It's one thing to live quietly in squalor, with no one else knowing how untidy or dusty we let our homes become. But if visitors are expected, we all like to spruce up our houses and clean off any sticky finger marks.
As hosting guests prompts people to clean their houses, the broader trend toward entertaining at home, such as dinner parties, has helped boost household-cleaner sales.
Over the past five years, these have grown 20% to reach an estimated £610m last year, according to Mintel. The sector is fuelled by manufacturer innovation to maintain interest and stimulate purchases in what could otherwise be considered a dull market.
In 2008, 200 products were launched, according to Mintel's Global New Products Database, although this dropped to 119 in 2009. Reckitt Benckiser is the most active new product developer with eight introductions in 2009 (including a major launch of Cillit Bang's 'multi-power' variant) and seven in the first half of last year.
The way in which we clean has changed, though. Gone are the days when Monday was wash day, Tuesday for polishing the silver and so on. People now grab any opportunity to clean up their home, rather than dedicating hours at a time to chores. This is probably a reflection of time-poor lifestyles, as well as a general unwillingness to dedicate big chunks of leisure time to cleaning. According to TGI, almost half (47%) of people clean up as they go along. Nonetheless, while householders are averse to devoting long periods of time to tidying up, more than three-quarters of adults care about their home being clean.
Manufacturers are responding to these trends by launching products such as daily shower sprays.
Despite the economic climate, it would appear that people still regard cleaning products as essential buys. In the same way as many FMCG sectors, however, the household-cleaners market has suffered at the hands of consumers attempting to save money. Deal-hungry shoppers are searching out special offers and multi-buys as well as opting for general-purpose cleaners that can be used in all rooms and on a variety of surfaces, rather than taking home several specialised cleaners. Sales of all-purpose cleaners reached £230m in 2010.
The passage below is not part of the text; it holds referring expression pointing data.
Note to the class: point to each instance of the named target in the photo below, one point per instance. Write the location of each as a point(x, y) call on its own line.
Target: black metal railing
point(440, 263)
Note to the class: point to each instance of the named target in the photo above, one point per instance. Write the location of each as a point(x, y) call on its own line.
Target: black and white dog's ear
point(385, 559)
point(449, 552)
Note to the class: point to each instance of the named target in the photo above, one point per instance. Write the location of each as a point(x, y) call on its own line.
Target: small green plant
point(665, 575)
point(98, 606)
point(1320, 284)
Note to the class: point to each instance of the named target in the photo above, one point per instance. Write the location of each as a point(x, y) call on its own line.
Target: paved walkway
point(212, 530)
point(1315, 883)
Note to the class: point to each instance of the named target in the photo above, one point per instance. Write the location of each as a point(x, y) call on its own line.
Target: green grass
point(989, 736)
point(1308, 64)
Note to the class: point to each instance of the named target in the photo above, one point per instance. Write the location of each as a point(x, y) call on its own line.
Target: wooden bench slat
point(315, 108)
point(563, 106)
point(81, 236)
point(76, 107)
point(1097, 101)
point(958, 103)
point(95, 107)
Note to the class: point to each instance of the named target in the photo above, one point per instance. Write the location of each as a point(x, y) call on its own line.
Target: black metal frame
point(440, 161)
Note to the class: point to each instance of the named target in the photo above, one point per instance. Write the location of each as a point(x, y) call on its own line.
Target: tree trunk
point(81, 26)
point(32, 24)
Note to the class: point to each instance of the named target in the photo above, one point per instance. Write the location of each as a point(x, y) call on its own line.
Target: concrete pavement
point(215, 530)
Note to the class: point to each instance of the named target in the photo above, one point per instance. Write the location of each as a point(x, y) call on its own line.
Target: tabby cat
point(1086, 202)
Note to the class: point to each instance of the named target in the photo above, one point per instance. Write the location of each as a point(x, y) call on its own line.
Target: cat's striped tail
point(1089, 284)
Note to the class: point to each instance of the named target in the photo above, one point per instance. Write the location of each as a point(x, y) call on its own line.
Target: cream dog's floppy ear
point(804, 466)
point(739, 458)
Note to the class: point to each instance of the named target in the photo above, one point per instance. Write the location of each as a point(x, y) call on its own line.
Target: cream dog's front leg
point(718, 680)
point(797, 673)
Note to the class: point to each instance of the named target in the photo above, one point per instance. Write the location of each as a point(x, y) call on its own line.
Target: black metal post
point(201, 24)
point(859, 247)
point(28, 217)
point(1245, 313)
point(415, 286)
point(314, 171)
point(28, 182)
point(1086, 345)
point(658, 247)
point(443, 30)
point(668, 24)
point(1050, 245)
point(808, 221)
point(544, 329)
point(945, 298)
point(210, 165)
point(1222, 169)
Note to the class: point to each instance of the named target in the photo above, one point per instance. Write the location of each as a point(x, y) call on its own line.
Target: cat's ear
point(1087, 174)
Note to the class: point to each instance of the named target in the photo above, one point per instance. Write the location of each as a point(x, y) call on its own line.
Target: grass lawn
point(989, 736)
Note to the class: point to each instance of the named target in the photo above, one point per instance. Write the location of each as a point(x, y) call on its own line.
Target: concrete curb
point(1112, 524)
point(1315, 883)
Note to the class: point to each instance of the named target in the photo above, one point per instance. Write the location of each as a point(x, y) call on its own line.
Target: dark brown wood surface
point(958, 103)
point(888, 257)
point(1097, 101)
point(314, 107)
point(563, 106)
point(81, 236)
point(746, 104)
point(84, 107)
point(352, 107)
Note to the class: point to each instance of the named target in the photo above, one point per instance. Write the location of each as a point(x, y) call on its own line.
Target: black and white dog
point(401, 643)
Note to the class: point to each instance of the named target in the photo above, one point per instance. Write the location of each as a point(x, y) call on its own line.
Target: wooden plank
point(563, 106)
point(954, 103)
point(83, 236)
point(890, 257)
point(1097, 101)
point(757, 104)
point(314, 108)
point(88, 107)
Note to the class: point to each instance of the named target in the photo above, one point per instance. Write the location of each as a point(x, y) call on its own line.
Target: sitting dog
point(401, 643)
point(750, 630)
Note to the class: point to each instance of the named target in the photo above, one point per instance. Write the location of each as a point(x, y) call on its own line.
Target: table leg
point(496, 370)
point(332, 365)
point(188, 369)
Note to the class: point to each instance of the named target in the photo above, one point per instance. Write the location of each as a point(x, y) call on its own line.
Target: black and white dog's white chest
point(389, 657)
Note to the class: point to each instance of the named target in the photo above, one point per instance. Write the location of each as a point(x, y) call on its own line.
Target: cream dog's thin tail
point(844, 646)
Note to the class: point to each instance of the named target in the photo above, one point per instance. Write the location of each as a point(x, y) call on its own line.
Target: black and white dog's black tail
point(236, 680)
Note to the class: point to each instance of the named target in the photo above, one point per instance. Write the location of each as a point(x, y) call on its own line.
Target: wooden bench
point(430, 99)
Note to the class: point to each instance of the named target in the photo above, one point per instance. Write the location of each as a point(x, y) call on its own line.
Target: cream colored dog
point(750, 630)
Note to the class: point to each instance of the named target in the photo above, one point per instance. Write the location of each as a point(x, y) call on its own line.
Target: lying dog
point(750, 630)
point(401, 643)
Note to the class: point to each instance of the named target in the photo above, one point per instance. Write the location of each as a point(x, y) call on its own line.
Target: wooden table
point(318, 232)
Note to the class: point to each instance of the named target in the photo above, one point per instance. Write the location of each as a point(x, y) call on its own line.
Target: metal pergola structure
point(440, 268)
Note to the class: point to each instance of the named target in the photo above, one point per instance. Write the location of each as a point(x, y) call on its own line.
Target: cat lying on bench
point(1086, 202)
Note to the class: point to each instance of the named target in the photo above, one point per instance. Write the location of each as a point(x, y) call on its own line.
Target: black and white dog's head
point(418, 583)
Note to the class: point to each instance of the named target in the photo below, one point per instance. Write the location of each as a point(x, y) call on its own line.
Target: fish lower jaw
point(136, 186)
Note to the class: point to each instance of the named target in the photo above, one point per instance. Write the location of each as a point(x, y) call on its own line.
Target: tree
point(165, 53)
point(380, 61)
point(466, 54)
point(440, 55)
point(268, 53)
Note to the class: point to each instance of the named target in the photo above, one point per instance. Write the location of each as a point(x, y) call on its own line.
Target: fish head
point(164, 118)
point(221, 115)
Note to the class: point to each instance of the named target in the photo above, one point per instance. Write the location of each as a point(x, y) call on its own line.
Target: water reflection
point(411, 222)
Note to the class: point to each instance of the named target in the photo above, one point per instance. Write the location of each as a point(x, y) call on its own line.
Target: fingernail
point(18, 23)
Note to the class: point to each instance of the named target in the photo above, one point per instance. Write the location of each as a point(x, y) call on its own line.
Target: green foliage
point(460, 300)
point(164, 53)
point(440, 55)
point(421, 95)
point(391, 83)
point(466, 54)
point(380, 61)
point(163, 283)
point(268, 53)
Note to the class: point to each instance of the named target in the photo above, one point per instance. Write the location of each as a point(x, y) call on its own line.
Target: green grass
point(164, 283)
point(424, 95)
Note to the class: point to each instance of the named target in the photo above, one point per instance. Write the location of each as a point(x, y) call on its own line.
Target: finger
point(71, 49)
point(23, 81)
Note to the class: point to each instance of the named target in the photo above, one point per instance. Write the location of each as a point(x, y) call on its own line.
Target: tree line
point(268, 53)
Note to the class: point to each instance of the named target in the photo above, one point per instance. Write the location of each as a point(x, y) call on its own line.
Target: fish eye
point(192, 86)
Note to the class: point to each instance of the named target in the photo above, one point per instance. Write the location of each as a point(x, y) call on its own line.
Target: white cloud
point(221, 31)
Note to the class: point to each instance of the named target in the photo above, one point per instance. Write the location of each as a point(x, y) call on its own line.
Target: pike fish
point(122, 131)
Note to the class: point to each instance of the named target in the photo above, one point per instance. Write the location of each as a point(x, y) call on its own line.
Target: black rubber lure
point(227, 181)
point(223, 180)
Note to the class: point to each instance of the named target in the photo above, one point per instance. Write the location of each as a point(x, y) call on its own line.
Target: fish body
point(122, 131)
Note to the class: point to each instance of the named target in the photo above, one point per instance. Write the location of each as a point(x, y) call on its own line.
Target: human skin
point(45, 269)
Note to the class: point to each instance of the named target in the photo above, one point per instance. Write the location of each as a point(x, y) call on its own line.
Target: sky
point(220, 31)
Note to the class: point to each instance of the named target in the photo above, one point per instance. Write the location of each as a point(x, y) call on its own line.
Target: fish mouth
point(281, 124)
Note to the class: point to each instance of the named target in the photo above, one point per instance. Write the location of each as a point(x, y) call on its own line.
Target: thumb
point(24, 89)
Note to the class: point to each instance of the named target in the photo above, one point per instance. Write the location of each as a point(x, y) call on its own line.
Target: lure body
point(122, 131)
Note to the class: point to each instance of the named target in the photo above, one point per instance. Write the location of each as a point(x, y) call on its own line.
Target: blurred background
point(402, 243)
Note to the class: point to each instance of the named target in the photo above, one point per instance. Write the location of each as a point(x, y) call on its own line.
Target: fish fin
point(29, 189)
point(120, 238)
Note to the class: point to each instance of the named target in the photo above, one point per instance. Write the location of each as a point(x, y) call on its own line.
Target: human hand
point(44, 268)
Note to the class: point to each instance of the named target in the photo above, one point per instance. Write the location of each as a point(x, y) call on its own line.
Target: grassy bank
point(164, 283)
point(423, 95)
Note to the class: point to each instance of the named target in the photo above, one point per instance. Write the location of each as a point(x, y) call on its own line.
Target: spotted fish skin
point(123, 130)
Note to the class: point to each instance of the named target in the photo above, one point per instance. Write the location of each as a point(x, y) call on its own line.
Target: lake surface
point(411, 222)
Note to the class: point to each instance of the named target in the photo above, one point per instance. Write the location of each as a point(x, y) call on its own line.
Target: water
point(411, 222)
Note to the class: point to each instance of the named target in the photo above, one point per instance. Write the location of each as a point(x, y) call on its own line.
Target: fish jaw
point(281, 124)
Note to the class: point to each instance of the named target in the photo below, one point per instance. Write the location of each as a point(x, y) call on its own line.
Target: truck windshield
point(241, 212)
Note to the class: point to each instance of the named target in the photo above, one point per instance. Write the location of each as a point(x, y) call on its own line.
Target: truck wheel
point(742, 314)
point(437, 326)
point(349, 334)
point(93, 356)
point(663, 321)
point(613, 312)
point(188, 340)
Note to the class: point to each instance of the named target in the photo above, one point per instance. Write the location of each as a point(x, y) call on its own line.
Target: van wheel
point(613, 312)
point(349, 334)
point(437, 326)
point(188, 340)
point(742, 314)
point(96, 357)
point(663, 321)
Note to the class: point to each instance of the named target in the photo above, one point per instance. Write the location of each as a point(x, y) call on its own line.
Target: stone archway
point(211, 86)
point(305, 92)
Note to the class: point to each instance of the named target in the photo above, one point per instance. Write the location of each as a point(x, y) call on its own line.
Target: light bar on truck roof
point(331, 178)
Consumers are, however, buying higher numbers of specialist cleaners for tougher cleaning jobs such as ovens and carpets. Sales of these products were estimated to have risen 16% last year to £59m. Perhaps in more profligate times, people called in outside help to tackle such cleaning jobs, but are now doing the tasks themselves.
Four manufacturers lead the field in this sector: Reckitt Benckiser, Unilever, SC Johnson and Procter & Gamble (P&G). Between them, they account for more than half of sales, and all four have increased market share over the past couple of years.
Brands that have run high-profile ad campaigns have been rewarded with sales increases. Nonetheless own-label remains significant in the sector, accounting for almost a quarter of sales by value last year.
Reckitt Benckiser has put innovation at the centre of its growth strategy. Its Dettol surface cleaners benefited from consumers' heightened awareness of hygiene during the 2008-09 swine flu scare. Last year, the company added variants of Harpic Liquid and Cillit Bang Grime & Lime to its portfolio, both of which focused on the power of their performance.
P&G relaunched its limescale-cleaning range, Viakal, in 2009, as well as combining the Flash and Febreze products into a 'fresh-smelling' multi-purpose cleaner.
Only a quarter of respondents to a survey by market research company Global Market Insite said their purchasing decisions were influenced by brand in this sector. The most important factors cited were performance (44%), promotions (33%) and low prices (32%).
Although brands such as Ecover and Method position themselves on their green credentials, it is likely to remain a niche category, as only 4% of shoppers specified that they wanted cleaning products to be free from certain ingredients.
The sector is predicted to grow by 20% to be worth £734m by 2015, although it will be fairly static in real terms. New product development is expected to focus on the convenience and power of the products.